Eu fiquei encantado, lembro como se fosse hoje o sorriso do meu tio Hélio me mostrando aquelas relíquias, eu olhando um por um, admirado e encantando com um misto de êxtase e surpresa. Já havia lido alguns deles, mas não consegui me conter ao abrir um deles e perceber a escrita era totalmente diferente - f era ph, ciência era com Sc, Sciência e assim como muitas palavras muito diferentes e até difíceis de ler e entender, por isso aceitei o desafio e a partir dali percebi que o meu negócio eram os desafios. Reli dessa coleção: Helena, Dom Casmurro, Memórias Póstumas de Braz Cubas, Quincas Borba, Memorial de Ayres, Esaú e Jacó, nessa ordem - devem estar se perguntando, como eu ainda lembro a ordem? Eu lembro porque me marcou demais essa leitura e também porque ele não emprestava pra ninguém, ele mesmo disse que muitas pessoas não sabiam que ele tinha aqueles livros, então, se ele me emprestou é porque confiava em mim - até nem sei, sinceramente, porque, visto que não tinha muito contato com ele, embora frequentasse bastante a casa dele. Assim, ele me emprestou todos esses. Levava um a um, terminava de ler, devolvia e pegava outro, e ainda me perguntava o que tinha achado, conversávamos sobre o livro, o que me acendeu mais ainda a paixão pelos livros, que nessa época, já era grande e comprava muitos livros, pois era sócio do Círculo do Livro e comprava no mínimo dois por mês.

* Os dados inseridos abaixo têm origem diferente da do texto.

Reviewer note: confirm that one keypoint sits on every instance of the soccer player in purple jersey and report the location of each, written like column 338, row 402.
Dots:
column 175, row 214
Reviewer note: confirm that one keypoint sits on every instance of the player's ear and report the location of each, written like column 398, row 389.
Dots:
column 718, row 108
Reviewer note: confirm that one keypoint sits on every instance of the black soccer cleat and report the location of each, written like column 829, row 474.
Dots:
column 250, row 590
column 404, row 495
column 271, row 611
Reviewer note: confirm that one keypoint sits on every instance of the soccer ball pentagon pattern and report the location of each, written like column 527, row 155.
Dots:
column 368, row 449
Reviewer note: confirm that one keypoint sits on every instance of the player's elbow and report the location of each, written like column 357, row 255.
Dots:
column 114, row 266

Para ler esses livros tinha que folhear delicadamente as páginas porque já encontravam-se craqueladas, mas como eram de ótima qualidade, ainda se mantinham firmes prontas para serem lidas, degustadas como eu fiz. Anotava as palavras difíceis de entender, algumas vezes até perguntava para meu tio. e ele sabia todas.

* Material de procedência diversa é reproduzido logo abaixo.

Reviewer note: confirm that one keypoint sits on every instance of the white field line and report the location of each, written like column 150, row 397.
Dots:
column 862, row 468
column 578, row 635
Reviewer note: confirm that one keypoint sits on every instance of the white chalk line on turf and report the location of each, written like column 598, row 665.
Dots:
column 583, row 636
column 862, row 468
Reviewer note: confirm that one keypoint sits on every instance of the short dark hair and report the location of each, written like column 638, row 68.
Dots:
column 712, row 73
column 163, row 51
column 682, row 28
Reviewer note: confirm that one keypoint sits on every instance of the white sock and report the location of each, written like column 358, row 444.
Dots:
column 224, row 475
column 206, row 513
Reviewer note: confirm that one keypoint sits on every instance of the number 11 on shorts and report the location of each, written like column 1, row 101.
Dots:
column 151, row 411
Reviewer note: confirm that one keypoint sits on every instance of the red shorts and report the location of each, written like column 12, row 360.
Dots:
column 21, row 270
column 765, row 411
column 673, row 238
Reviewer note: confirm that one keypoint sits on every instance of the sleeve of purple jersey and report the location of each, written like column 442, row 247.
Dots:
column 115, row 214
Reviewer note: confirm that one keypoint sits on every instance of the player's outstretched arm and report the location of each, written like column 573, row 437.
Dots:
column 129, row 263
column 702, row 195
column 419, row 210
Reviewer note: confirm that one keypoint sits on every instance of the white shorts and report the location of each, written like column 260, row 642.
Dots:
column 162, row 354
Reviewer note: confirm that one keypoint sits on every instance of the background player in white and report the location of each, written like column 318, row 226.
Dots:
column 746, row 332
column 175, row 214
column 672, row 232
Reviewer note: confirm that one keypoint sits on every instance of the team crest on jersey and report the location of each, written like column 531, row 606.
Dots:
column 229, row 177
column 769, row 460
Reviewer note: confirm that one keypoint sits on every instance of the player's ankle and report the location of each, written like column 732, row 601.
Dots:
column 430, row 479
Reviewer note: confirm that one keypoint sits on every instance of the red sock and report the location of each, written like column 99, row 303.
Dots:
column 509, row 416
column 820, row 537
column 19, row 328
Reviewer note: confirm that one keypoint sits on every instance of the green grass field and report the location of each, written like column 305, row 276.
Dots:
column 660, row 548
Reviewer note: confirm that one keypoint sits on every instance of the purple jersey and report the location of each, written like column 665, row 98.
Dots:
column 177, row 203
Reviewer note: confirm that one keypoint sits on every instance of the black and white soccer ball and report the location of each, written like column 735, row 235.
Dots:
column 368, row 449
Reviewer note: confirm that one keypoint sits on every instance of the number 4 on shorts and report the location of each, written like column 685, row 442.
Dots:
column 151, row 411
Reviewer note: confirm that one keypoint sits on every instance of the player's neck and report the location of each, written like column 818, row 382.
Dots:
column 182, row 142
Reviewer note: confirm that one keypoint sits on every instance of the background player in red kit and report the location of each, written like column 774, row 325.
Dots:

Todo aquele imenso tesouro dentro daquela pequena garagem que agora via ali, provavelmente abandonada, agora talvez sendo usada para qualquer fim, mas não creio - quem sabe - que seja para guardar tesouros literários como esse que tive o prazer de desfrutar e serviu como referência para até hoje continuar apaixonado pela leitura e sempre serviu como base quando escrevo. Machado de Assis é, pra mim o melhor escritor entre todos os brasileiros e estrangeiros e reler todas essas obras dele com aquela linguagem e grafia do ano que nasci não tem nada que me faça perder a memória, pois ficou marcado eternamente no meu consciente, inconsciente, subconsciente, tudo que é ENTE, porque com essas leituras me tornei mais GENTE. E tudo guardado naquela garagem que todos os dias a vejo e relembro cada momento e me sinto feliz em vê-la. Com relação aos livros, lembro que um bom tempo depois perguntei a ele sobre os livros e, infelizmente não lembro qual foi sua resposta, não deve ter sido muito legal pois esqueci o que ele disse, mas lembro que ele disse não estar mais com os livros ali com ele. Como eu, na época morava em Porto Alegre, ele pouco me via e teve que se desfazer das relíquias que, infelizmente não ficaram comigo, mas eu as aproveitei imensamente, e permanecem para sempre junto de mim, mais ainda porque todos os dias olho para a garagem e as memórias me vem, instantaneamente. E tu, amigo e amiga, vocês tem algo que ao verem lembram de algo lá de antigamente?